In der Regel können Sie selbst wesentlich dazu beitragen, einen Schadensfall zügig und zu Ihrer Zufriedenheit abzuwickeln und die Versicherungssumme zu erhalten. Achten Sie bei Ihrer Schadensmeldung darauf, dass Sie Ihren Namen, die Versicherungsnummer, Ort und Zeitpunkt des Schadens, ggf. Zeugen usw. korrekt und lückenlos benennen. Damit verhindern Sie Zeitverluste durch Rückfragen der Sachbearbeiter, die Sie wiederum erst einmal klären und beantworten müssten.

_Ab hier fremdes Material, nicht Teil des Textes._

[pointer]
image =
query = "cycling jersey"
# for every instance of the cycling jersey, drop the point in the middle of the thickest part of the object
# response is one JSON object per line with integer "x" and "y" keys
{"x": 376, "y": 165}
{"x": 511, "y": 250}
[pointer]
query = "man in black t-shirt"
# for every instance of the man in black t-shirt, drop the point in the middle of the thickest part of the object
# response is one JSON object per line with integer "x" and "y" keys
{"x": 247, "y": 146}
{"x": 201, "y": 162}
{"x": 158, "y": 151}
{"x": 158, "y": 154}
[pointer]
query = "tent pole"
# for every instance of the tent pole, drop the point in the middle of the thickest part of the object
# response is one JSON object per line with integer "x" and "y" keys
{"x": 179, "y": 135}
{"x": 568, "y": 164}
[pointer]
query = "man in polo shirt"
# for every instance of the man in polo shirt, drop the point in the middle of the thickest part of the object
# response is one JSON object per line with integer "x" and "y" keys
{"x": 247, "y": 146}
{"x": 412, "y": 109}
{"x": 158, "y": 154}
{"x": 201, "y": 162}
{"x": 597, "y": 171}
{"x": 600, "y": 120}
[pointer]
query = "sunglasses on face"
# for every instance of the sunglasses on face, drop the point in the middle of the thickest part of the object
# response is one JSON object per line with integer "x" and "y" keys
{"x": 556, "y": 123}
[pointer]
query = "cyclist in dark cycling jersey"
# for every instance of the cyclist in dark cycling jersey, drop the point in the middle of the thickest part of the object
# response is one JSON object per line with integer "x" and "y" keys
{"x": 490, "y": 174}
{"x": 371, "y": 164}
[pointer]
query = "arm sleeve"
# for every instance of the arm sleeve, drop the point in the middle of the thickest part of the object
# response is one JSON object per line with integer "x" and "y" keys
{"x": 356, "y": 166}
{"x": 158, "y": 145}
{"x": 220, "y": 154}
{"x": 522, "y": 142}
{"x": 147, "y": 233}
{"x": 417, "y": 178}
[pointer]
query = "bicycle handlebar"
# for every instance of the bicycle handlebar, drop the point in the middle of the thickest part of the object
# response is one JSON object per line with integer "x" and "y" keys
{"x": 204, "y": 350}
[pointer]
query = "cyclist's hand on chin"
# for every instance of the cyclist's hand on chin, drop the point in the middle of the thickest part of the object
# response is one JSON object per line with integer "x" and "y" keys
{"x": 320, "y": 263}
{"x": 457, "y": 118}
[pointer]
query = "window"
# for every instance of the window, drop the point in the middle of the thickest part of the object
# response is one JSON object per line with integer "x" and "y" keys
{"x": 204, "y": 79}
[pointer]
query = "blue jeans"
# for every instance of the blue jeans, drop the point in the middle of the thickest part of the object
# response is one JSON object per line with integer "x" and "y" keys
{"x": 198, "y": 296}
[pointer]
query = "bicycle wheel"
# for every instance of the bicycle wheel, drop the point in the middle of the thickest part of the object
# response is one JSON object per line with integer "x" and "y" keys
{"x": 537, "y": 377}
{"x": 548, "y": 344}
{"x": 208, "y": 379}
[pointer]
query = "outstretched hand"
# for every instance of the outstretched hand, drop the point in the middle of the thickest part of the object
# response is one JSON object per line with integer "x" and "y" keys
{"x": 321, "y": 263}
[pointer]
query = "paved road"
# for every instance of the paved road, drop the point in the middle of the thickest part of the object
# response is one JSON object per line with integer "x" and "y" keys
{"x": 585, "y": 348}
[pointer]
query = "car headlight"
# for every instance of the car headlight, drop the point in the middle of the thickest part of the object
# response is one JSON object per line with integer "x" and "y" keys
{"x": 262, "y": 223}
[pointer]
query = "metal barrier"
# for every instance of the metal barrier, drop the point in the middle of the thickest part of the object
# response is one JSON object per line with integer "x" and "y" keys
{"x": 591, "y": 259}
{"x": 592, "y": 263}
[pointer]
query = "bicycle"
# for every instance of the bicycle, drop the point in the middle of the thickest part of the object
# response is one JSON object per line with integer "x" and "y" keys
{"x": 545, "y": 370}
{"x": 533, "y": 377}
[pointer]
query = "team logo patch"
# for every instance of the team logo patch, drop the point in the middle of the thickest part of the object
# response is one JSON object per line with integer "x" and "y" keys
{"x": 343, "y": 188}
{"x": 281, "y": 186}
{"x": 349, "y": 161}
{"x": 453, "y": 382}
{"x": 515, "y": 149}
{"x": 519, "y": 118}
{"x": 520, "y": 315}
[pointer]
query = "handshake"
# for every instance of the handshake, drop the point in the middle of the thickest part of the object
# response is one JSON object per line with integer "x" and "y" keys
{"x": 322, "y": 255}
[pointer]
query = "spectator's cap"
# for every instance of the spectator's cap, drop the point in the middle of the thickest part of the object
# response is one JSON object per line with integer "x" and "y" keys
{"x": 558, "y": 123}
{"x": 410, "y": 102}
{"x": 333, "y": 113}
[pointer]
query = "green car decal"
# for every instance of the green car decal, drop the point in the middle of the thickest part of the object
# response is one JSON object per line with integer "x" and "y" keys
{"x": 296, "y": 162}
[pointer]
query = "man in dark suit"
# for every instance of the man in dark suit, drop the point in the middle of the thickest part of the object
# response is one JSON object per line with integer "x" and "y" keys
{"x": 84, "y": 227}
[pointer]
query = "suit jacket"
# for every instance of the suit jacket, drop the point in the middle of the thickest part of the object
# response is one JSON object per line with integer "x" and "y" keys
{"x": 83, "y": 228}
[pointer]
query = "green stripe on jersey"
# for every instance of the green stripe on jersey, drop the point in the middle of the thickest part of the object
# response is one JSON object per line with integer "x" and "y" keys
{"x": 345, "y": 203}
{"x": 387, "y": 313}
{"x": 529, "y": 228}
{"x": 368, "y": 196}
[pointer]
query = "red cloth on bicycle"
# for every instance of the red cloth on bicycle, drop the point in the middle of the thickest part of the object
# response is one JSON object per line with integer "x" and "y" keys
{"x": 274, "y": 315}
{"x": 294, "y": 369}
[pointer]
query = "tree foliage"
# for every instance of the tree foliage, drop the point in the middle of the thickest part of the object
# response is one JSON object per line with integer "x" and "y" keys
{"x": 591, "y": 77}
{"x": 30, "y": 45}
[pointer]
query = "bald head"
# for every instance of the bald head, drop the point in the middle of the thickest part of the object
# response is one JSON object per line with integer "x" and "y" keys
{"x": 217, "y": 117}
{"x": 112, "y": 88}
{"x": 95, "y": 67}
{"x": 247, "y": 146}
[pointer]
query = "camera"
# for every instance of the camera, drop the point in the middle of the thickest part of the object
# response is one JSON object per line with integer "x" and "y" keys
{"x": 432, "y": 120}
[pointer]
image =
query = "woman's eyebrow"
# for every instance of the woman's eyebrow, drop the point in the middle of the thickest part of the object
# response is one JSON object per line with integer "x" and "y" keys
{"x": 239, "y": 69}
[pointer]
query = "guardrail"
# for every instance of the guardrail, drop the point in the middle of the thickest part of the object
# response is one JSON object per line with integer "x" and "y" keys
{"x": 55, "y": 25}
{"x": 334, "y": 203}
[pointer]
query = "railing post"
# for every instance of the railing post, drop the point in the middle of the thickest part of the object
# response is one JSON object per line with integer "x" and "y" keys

3. Hüten Sie sich vor „Schummeleien“

Auch wenn Begriffe wie „Schummelsoftware“ oder „Mogelpackung“ den Eindruck vermitteln, es handele sich bei falschen Angaben um Kavaliersdelikte, ist dem keinesfalls so.

Widerstehen Sie unbedingt dem Reiz, mit Hilfe falscher Angaben so viel Geld wie möglich aus einem Schadensfall herausholen zu wollen. Versicherungsbetrug ist ein Straftatbestand nach §263 StGB, der sogar eine Gefängnisstrafe bis zu zehn Jahren nach sich ziehen kann.

4. Dokumentieren Sie Ihre Schadensmeldung umfassend

Lassen Sie lieber ein Dokument vom Sachbearbeiter aussortieren, als dass Sie zu wenige Unterlagen vorlegen. Besonders bei Versicherungsschäden an Fahrzeugen, Hausrat und Gebäuden sind Fotos oft unabdingbar. Bei Schadensmeldungen an die Haftpflicht- oder Berufsunfähigkeitsversicherung werden weitere Belege, Bescheinigungen, Atteste usw. verlangt.

5. Schalten Sie bei Problemen mit der Regulierung rechtzeitig einen Anwalt ein

Wir sind als Anwälte für Versicherungsrecht sofort für Sie da, wenn eine Versicherung Ihren Schaden nicht oder nicht vollständig regulieren will. Oftmals können wir bereits außergerichtlich eine Regulierung durch den Versicherer erzielen. Andernfalls tun wir alles dafür, vor Gericht Ihre Rechte gegenüber der Versicherung durchzusetzen.